Compte tenu des renseignements ci‑dessus, je vous écris pour vous donner l’occasion de répondre à mes préoccupations. Vous avez 30 jours à compter de la date de la présente lettre pour présenter des éléments de preuve ou des documents qui répondent à mes préoccupations…

Si nous ne recevons pas de réponse dans un délai de 30 jours, la demande sera appréciée en fonction des renseignements figurant actuellement au dossier. Le cas échéant, vous recevrez une lettre vous informant de ma décision.

[6] Il semblerait que la date limite pour répondre à la lettre ait été prorogée de 90 jours dans une lettre datée du 12 avril 2021, de sorte qu’une décision au sujet de la demande de certificat de citoyenneté canadienne n’a pas encore été rendue.

[4] Le défendeur a présenté une requête en radiation de la demande de contrôle judiciaire des demandeurs au motif qu’aucune « décision » n’avait été rendue au titre des articles 18 et 18.1 de la Loi sur les Cours fédérales, LRC (1985), c F‑7.

[5] La protonotaire Aylen a accueilli la requête du défendeur.
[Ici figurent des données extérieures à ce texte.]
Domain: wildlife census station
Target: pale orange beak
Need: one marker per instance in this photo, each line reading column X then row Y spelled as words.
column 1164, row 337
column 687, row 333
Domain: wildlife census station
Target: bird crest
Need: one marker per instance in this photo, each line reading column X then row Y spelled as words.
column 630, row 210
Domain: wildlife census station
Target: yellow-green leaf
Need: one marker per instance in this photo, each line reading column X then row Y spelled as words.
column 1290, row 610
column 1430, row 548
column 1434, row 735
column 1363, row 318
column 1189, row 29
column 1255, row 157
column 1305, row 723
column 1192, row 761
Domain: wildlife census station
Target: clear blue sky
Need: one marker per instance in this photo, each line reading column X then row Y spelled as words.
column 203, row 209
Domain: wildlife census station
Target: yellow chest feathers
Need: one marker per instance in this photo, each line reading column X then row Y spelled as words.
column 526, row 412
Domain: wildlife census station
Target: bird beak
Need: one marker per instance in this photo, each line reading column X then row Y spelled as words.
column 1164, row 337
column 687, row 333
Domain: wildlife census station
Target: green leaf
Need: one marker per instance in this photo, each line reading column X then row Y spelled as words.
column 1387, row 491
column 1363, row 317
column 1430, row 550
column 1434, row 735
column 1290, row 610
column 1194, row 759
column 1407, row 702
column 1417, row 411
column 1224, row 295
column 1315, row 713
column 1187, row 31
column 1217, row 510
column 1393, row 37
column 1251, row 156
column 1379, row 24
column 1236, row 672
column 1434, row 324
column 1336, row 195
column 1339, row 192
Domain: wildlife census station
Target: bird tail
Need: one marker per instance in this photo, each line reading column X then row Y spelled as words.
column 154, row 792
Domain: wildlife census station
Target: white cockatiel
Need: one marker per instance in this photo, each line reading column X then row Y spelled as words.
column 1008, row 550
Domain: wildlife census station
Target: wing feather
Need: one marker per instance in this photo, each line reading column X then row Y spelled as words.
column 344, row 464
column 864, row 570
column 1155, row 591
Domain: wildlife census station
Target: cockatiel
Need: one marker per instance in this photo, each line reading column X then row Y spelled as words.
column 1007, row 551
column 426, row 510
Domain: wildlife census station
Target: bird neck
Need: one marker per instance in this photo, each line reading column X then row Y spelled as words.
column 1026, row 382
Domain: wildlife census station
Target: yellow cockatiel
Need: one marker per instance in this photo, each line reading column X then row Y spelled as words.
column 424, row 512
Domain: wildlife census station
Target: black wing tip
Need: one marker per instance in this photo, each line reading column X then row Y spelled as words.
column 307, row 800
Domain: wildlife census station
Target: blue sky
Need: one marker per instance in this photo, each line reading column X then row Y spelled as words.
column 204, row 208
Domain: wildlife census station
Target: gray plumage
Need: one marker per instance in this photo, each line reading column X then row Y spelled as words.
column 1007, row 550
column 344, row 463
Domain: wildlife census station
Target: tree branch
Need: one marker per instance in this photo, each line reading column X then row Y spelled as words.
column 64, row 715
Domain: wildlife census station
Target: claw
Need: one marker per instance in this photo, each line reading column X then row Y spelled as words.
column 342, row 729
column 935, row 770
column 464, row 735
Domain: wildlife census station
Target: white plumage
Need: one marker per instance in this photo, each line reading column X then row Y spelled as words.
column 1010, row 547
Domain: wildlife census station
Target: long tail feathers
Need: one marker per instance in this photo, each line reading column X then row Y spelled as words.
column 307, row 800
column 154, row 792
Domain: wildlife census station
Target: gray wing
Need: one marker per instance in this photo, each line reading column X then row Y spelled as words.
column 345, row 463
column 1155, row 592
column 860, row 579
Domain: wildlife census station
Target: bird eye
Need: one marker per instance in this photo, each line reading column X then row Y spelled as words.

Elle a tranché que la lettre du 1er mars 2021 n’était pas une « décision » et qu’elle n’était donc pas susceptible de contrôle judiciaire. Elle a ensuite jugé que la demande était prématurée étant donné qu’aucune « décision » n’avait été prise concernant le statut de citoyen du demandeur mineur. Elle a enfin conclu que la demande était constituée de manière irrégulière, car l’article 22.1 de la Loi sur la citoyenneté, LRC (1985), c C‑29, prévoit qu’une demande de contrôle judiciaire ne peut être présentée qu’avec l’autorisation de la Cour. La protonotaire Aylen a jugé que, comme aucune autorisation n’avait été obtenue, il s’agissait d’un autre motif de rejet de la demande.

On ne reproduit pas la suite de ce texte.